/ 26 May 2015

Miners threaten legal action to release Marikana report

The Farlam commission has been postponed until next week to study information police have held back in the inquiry into 44 deaths at Marikana.
The Farlam commission has been postponed until next week to study information police have held back in the inquiry into 44 deaths at Marikana.

Lawyers for Amcu and the injured and arrested Marikana miners are consulting with their clients after President Jacob Zuma responded to their demands that he release the Marikana commission report.

The miners threatened to go to court if Zuma does not release the report this week.

The report, detailing the recommendations and findings of the Farlam Commission of Inquiry, was handed to the presidency on March 31.

Since then, President Jacob Zuma has said he is considering and “processing” the report, but that it would be released “in due course”.

On Friday, the miners sent a letter to Zuma, demanding that he respond by 2pm on Sunday May 24, indicating whether he would release the report within 48 hours.

The miners also demanded that Zuma indicate what steps he would take to ensure that the North West police commissioner, Zukiswa Mbombo and others “fingered in the Marikana Commission [report] are not let off the hook”. Failing this, the miners said, their lawyers would go to court to seek an urgent order to force Zuma to release the report. 

Andries Nkome, representing the miners and Amcu in this case, said the presidency had responded to the letter this week, indicating he was considering their demands. On Tuesday, Nkome said he was consulting with his clients to decide on how they would now proceed. Court action has not been ruled out, he said.

In the letter sent to the presidency, Nkome said: “… it has come to the attention of our clients, via a newspaper report carried in this week’s papers and other media, that one of the persons they hold as directly responsible for their physical and emotional scars, Lieutenant-General Zukiswa Mbombo, is set to leave the employ of the state and the South African Police Services by 31 May 2015.

‘Escape the consequences’

“Our clients are of the firm view that her imminent departure is largely motivated, in whole or in part, by a deliberate desire to escape the obvious consequences of her criminal and/or otherwise unlawful conduct in connection with the Marikana massacre.”

On Monday, the presidency denied that the delay in releasing the report was linked to Mbombo’s reported departure. 

“The presidency rejects the false statements made by Marikana defence attorney, Andries Nkome, at the weekend in relation to the provincial and national police commissioners,” said presidency spokesperson Harold Maloka in a statement.

“Mr Nkome linked President Jacob Zuma to the reported retirement of the North West police commissioner, Lieutenant-General Zukiswa Mbombo.

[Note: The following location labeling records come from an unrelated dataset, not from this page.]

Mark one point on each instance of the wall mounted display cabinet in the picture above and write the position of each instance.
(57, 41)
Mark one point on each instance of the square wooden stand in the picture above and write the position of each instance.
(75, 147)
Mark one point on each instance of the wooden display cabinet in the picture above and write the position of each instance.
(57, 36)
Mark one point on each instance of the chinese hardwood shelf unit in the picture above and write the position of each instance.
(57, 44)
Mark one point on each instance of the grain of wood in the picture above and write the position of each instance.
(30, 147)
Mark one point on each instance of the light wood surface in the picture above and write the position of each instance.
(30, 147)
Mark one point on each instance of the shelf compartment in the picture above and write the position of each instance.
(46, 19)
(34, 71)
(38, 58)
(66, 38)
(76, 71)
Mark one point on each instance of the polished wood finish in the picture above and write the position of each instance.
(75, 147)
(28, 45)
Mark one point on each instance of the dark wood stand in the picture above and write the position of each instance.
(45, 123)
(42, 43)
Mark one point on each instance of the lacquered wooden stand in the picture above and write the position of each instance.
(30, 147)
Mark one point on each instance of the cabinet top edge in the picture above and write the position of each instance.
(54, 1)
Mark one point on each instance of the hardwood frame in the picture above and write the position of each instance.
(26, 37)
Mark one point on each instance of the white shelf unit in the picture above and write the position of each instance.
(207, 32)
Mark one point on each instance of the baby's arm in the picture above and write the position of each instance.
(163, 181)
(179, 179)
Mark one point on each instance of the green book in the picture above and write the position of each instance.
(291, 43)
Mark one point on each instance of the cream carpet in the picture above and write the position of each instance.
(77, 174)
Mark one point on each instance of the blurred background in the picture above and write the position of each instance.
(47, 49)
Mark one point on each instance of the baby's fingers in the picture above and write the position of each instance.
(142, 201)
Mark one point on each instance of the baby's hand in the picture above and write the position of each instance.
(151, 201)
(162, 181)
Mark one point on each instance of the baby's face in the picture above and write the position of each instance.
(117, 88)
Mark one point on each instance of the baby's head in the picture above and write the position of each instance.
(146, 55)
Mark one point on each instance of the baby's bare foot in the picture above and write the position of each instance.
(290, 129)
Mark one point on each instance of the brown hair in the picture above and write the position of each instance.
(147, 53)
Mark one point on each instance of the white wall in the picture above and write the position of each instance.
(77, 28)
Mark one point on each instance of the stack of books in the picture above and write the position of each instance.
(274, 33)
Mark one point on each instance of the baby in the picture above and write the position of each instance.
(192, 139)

The president does not manage the careers of provincial police commissioners and as such has nothing to do with the reported retirement. Linking the president to this matter and insinuating that it could be linked to the processing of the Marikana report by the president is malicious and mischievous,” Maloka said.

On Tuesday, Nkome said he was surprised that the president had “launched a personal attack on me”.

“This is despite the fact that I represent people and it is the views of those people that I have conveyed,” Nkome said.

‘Do I know when I will finish?’ 

In Parliament last week Zuma said he could not give a date for the release of the report. “I cannot give a date, that is speculation. As soon as I finish reading the report, looking at the recommendations, I will release the report and indicate what is my attitude to recommendations … do I know when I will finish? I will be misleading Parliament. So I am saying I will finish the report and I will release the report, release also what I am doing with the recommendations,” he said.

Meanwhile, the Right2Know Campaign, the South African History Archive and the Marikana Support Campaign have submitted a Promotion of Access to Information Act request to the presidency, asking that he release the report.